ECS Cluster Auto-scaling Best Practices
Understanding ECS Cluster Scaling
Effective auto-scaling for ECS clusters requires understanding the relationship between container requirements and instance capacity. The key is to scale based on resource utilization rather than arbitrary cluster size.
Calculating the Optimal Scaling Threshold
The formula for determining when to scale your ECS cluster is:
Threshold = (1 - max(Container Reservation) / Total Capacity of a Single Container Instance) * 100
Example Calculation:
Assume you have:
- Container instance capacity: 2048 MB RAM
- Maximum container reservation: 512 MB RAM
Threshold = (1 - 512 / 2048) * 100
Threshold = (1 - 0.25) * 100
Threshold = 75%
This means you should set your auto-scaling policy to add capacity when the cluster’s memory reservation exceeds 75%.
Comprehensive Scaling Approach
-
Calculate thresholds for both memory and CPU:
- Memory threshold as shown above
- CPU threshold using the same formula with CPU units
-
Use the lower of the two thresholds:
- This ensures you scale before either resource becomes a bottleneck
-
Configure CloudWatch alarms:
- Set alarms based on `MemoryReservation` and `CPUReservation` metrics
- Use the calculated thresholds as alarm triggers
-
Set appropriate scaling policies:
- Scale out quickly (add instances when threshold is reached)
- Scale in conservatively (remove instances when utilization is low for a sustained period)
For a detailed walkthrough of this approach, see Docker on ECS: Scale your cluster automatically.
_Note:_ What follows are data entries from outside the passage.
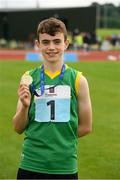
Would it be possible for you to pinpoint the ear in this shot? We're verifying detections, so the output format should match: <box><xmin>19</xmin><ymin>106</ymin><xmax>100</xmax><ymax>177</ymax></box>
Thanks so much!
<box><xmin>65</xmin><ymin>39</ymin><xmax>69</xmax><ymax>50</ymax></box>
<box><xmin>35</xmin><ymin>39</ymin><xmax>40</xmax><ymax>48</ymax></box>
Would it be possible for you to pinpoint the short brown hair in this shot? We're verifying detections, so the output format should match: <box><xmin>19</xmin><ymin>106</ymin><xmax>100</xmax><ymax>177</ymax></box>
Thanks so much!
<box><xmin>37</xmin><ymin>17</ymin><xmax>67</xmax><ymax>41</ymax></box>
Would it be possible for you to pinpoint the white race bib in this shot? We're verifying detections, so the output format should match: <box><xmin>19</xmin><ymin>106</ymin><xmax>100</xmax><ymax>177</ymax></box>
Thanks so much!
<box><xmin>35</xmin><ymin>85</ymin><xmax>71</xmax><ymax>122</ymax></box>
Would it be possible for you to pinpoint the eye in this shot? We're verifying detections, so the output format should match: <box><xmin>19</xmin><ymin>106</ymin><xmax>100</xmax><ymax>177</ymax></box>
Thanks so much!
<box><xmin>54</xmin><ymin>39</ymin><xmax>61</xmax><ymax>44</ymax></box>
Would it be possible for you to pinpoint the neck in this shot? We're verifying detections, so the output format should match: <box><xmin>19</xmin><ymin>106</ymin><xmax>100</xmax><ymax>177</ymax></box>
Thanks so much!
<box><xmin>43</xmin><ymin>61</ymin><xmax>63</xmax><ymax>73</ymax></box>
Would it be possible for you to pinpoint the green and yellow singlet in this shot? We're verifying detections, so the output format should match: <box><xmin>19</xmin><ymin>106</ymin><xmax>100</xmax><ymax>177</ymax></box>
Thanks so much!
<box><xmin>20</xmin><ymin>65</ymin><xmax>81</xmax><ymax>174</ymax></box>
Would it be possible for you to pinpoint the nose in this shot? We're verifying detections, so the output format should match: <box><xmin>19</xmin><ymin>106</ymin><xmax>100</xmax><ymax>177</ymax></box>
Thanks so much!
<box><xmin>49</xmin><ymin>42</ymin><xmax>55</xmax><ymax>50</ymax></box>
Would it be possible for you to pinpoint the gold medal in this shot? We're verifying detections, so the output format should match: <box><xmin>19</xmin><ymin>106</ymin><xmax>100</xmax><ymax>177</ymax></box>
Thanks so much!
<box><xmin>20</xmin><ymin>74</ymin><xmax>33</xmax><ymax>86</ymax></box>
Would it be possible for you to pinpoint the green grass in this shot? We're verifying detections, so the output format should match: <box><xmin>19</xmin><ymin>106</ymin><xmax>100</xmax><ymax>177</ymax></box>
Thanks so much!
<box><xmin>96</xmin><ymin>28</ymin><xmax>120</xmax><ymax>38</ymax></box>
<box><xmin>0</xmin><ymin>61</ymin><xmax>120</xmax><ymax>179</ymax></box>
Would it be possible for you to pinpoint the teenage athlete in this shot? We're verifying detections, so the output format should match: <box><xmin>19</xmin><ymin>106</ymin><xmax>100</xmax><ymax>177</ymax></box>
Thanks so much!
<box><xmin>13</xmin><ymin>18</ymin><xmax>92</xmax><ymax>179</ymax></box>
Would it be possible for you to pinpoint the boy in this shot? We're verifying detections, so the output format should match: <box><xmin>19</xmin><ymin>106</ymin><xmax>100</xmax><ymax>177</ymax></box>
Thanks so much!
<box><xmin>13</xmin><ymin>18</ymin><xmax>92</xmax><ymax>179</ymax></box>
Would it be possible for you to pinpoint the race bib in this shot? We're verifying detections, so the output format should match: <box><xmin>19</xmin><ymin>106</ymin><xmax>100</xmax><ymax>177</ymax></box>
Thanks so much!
<box><xmin>35</xmin><ymin>85</ymin><xmax>70</xmax><ymax>122</ymax></box>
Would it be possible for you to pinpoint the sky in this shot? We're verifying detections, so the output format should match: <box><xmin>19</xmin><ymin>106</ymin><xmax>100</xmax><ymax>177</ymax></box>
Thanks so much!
<box><xmin>0</xmin><ymin>0</ymin><xmax>120</xmax><ymax>9</ymax></box>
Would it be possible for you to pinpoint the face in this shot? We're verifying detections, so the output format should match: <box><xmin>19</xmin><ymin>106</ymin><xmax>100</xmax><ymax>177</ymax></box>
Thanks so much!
<box><xmin>37</xmin><ymin>32</ymin><xmax>68</xmax><ymax>62</ymax></box>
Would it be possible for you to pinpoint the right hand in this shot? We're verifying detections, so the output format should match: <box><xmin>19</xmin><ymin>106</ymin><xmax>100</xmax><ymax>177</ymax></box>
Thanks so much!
<box><xmin>18</xmin><ymin>84</ymin><xmax>31</xmax><ymax>107</ymax></box>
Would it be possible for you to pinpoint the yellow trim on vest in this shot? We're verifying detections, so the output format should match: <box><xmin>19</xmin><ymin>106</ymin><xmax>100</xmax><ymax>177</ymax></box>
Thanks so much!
<box><xmin>23</xmin><ymin>71</ymin><xmax>29</xmax><ymax>75</ymax></box>
<box><xmin>75</xmin><ymin>72</ymin><xmax>82</xmax><ymax>96</ymax></box>
<box><xmin>45</xmin><ymin>70</ymin><xmax>60</xmax><ymax>79</ymax></box>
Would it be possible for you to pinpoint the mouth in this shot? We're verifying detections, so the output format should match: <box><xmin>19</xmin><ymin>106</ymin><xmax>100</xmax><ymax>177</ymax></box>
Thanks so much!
<box><xmin>47</xmin><ymin>52</ymin><xmax>58</xmax><ymax>57</ymax></box>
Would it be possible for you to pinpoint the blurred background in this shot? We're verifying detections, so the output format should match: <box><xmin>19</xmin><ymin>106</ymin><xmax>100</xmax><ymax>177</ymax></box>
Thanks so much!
<box><xmin>0</xmin><ymin>0</ymin><xmax>120</xmax><ymax>179</ymax></box>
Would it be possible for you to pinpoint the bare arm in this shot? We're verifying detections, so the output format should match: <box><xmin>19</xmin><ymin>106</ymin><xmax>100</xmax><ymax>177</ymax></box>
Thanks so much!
<box><xmin>78</xmin><ymin>76</ymin><xmax>92</xmax><ymax>137</ymax></box>
<box><xmin>13</xmin><ymin>85</ymin><xmax>31</xmax><ymax>134</ymax></box>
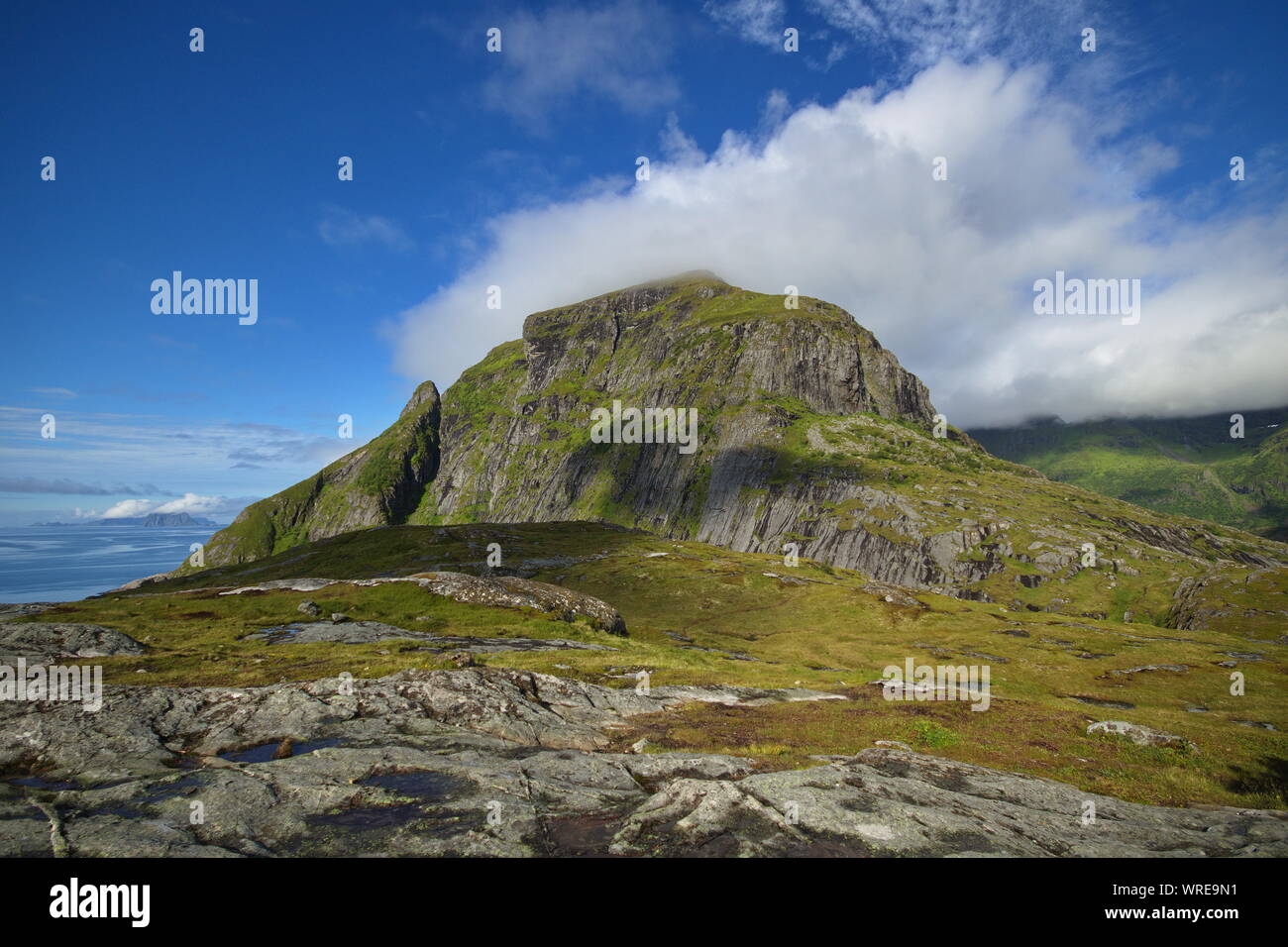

ECS Container Instance Troubleshooting
Common Issue: Containers Terminated During Startup
One frequent problem with ECS containers, especially for Java applications, is containers being marked unhealthy and terminated before they fully initialize.
Root Cause Analysis
This typically happens because:
- Inadequate Health Check Configuration: Health checks begin too soon after container startup
- Long Application Startup Time: Applications with significant initialization time (like JVM-based applications) need more time before they can respond to health checks
- Mismatched Timing Parameters: The health check interval and threshold settings don’t accommodate the application’s startup characteristics
Solution Strategies
-
Adjust Health Check Settings:
- Increase the `healthCheckGracePeriodSeconds` in your ECS service definition
- For Java applications, consider values of 60-120 seconds or more
-
Optimize Application Startup:
- Implement a quick-responding health endpoint that returns healthy before full initialization
- Consider using Spring Boot’s health indicators with separate readiness/liveness probes
-
Task Definition Improvements:
- Use the `startPeriod` parameter in container health checks to provide initialization time
- Increase `interval` between health checks
- Adjust `retries` to allow more failed health checks before marking unhealthy
Example Task Definition with Optimized Health Check
"healthCheck": {
"command": ["CMD-SHELL", "curl -f http://localhost:8080/health || exit 1"],
"interval": 30,
"timeout": 5,
"retries": 3,
"startPeriod": 120
}
The `startPeriod` of 120 seconds gives the JVM and application time to initialize before health checks begin counting toward the healthy/unhealthy status.